Masuk Neraka Karena Kurban, Masuk Surga Karena Kurban ○
DENGARKAN AUDIO KAJIAN
masuk-neraka-karena-kurban-masuk-surga-karena-kurban.mp3
Kajian ini membahas tentang ibadah kurban yang bisa menjadi penyebab seseorang masuk neraka atau surga, tergantung pada niat dan pelaksanaannya. Ustadz Ammi Nur Baits menjelaskan bahwa kurban bukan sekadar ritual menyembelih hewan, melainkan ujian keikhlasan dan ketaatan kepada Allah. Beliau mengingatkan bahwa banyak orang yang berkurban tetapi tidak mendapatkan pahala karena riya atau tujuan duniawi. Sebaliknya, ada yang berkurban dengan penuh keikhlasan dan mengikuti sunnah, sehingga menjadi jalan menuju surga. Kajian ini juga menekankan pentingnya memahami syarat dan adab berkurban agar ibadah diterima.
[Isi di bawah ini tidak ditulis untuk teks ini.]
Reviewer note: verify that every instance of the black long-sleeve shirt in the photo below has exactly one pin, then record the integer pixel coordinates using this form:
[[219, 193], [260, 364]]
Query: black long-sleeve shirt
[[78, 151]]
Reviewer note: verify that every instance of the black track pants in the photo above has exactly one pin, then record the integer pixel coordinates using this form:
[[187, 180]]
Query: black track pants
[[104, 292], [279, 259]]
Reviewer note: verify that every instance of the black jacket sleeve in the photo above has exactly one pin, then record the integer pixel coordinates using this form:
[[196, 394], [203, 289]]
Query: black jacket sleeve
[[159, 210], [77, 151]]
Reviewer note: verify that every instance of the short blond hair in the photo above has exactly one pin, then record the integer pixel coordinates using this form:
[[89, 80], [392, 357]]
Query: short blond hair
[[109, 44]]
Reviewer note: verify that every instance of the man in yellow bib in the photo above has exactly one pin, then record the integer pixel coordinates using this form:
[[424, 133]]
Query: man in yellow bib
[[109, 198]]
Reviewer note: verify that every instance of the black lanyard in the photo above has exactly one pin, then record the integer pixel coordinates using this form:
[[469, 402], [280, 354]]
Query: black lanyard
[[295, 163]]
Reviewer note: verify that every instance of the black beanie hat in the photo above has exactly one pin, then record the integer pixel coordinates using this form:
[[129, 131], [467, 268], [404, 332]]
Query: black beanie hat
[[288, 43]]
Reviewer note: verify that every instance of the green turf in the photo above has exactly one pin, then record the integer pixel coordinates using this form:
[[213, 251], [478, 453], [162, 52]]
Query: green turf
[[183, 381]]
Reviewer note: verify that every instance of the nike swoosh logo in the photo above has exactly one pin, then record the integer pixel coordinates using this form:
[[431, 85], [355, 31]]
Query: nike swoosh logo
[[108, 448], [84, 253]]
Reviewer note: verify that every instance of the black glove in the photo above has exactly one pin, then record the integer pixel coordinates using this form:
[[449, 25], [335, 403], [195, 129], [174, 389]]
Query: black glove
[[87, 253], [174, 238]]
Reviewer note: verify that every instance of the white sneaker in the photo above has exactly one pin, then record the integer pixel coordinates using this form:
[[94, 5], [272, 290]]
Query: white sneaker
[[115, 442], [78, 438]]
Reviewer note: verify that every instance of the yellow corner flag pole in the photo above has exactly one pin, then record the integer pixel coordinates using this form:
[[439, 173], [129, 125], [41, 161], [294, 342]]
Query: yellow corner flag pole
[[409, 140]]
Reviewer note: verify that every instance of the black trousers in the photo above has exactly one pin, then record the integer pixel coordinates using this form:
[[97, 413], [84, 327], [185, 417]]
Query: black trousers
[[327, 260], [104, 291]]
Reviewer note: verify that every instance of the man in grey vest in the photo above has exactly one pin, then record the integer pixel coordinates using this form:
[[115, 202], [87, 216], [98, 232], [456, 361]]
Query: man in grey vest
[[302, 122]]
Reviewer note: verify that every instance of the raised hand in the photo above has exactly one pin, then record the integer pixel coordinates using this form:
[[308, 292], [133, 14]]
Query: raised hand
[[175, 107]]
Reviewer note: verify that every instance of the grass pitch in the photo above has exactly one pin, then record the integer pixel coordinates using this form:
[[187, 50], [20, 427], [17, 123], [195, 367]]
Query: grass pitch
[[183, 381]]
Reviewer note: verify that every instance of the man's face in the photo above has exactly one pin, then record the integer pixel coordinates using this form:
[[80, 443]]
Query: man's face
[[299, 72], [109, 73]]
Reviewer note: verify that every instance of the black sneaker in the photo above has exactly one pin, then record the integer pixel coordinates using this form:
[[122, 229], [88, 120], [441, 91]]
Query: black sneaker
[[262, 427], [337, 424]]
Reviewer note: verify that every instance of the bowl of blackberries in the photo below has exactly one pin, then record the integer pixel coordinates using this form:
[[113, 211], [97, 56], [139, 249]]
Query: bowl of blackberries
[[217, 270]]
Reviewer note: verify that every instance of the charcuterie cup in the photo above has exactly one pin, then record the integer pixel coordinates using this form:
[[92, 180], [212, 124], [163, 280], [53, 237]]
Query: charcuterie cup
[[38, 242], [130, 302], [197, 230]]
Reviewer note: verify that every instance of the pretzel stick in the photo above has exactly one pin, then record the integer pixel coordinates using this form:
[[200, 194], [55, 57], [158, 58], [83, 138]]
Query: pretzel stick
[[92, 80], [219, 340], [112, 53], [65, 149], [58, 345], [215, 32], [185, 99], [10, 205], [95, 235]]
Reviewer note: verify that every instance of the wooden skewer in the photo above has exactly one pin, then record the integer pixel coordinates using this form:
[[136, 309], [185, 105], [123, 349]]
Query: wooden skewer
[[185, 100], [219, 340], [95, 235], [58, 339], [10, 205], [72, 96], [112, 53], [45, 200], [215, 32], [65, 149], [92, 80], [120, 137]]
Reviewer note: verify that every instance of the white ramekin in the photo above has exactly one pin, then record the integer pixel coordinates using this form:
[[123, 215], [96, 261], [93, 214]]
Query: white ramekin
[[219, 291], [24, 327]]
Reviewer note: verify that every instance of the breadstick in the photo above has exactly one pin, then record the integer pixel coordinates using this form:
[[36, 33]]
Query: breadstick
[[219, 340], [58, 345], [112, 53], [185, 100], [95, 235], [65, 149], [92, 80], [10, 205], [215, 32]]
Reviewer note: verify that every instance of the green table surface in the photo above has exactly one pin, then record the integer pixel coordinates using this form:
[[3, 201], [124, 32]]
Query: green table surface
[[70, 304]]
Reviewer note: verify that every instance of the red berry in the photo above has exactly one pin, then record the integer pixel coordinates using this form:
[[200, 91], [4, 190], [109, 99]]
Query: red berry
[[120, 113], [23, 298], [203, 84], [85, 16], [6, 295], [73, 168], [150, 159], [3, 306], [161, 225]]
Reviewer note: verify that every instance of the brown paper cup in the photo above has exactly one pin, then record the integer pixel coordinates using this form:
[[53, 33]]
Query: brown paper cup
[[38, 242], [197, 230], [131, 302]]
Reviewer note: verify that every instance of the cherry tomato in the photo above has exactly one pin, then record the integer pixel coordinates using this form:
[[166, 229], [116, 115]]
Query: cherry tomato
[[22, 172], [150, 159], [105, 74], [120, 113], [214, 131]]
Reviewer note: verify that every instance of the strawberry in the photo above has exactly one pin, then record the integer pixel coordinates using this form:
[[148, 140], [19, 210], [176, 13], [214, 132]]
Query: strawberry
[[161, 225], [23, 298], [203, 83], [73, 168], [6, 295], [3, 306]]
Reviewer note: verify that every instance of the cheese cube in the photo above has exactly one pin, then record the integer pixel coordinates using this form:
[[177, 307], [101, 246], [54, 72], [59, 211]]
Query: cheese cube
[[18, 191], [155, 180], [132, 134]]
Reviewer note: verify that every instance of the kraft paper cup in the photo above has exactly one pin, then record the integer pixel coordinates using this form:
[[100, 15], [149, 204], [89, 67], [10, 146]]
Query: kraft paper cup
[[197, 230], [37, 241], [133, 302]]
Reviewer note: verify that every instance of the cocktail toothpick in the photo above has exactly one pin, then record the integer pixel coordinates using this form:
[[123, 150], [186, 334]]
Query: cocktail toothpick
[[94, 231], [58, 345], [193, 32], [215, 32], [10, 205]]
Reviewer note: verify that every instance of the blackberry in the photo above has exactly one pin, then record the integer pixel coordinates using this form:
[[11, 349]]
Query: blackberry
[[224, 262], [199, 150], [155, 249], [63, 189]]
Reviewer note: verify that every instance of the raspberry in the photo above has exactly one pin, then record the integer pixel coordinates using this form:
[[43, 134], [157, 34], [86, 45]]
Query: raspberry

Dalil-dalil dari Al-Qur'an dan hadits digunakan untuk memperkuat argumen, seperti firman Allah tentang daging dan darah kurban yang tidak sampai kepada-Nya, melainkan ketakwaan. Ustadz juga memberikan nasihat praktis tentang memilih hewan kurban, waktu penyembelihan, dan distribusi daging. Beliau menutup dengan pesan agar setiap muslim introspeksi niat sebelum berkurban.
POINTERS & CONCLUSIONS
- Kurban bisa menjadi penyebab masuk neraka jika niatnya riya atau salah.
- Esensi kurban adalah ketakwaan, bukan daging atau darah hewan.
- Niat ikhlas karena Allah adalah kunci diterimanya kurban.
- Hewan kurban harus memenuhi syarat usia, kesehatan, dan tidak cacat.
- Waktu penyembelihan kurban setelah shalat Idul Adha hingga hari tasyrik.
- Distribusi daging kurban harus adil, terutama untuk fakir miskin.
- Riya dalam kurban termasuk syirik kecil yang membatalkan pahala.
- Kurban yang ikhlas akan menjadi tunggangan menuju surga di akhirat.
- Setiap muslim harus introspeksi niat sebelum berkurban.
- Kurban adalah ibadah sosial yang mempererat ukhuwah Islamiyah.
DALIL & REFERENCES
KATA BIJAK UNTUK STATUS
"Kurban bukanlah soal daging dan darah, tapi soal ketakwaan hatimu."
"Niat yang ikhlas adalah kunci yang membuka pintu surga melalui kurban."
"Jangan biarkan kurbanmu menjadi tontonan, jadikanlah ia sebagai persembahan."
"Setiap tetes darah kurban yang tulus akan menebus dosa-dosamu."
"Kurban yang riya hanya akan mengantarkanmu ke neraka, bukan surga."
"Pilih hewan terbaikmu untuk kurban, karena Allah melihat kualitas hatimu."
"Jangan hitung berapa banyak hewan yang kau kurbankan, tapi hitunglah seberapa ikhlas hatimu."
"Kurban adalah investasi akhirat yang tak akan pernah rugi."
"Jika kau ingin kurbanmu diterima, jangan pernah mengumumkannya dengan bangga."
"Kurban yang benar bukan sekadar tradisi, melainkan bukti ketaatan kepada Allah."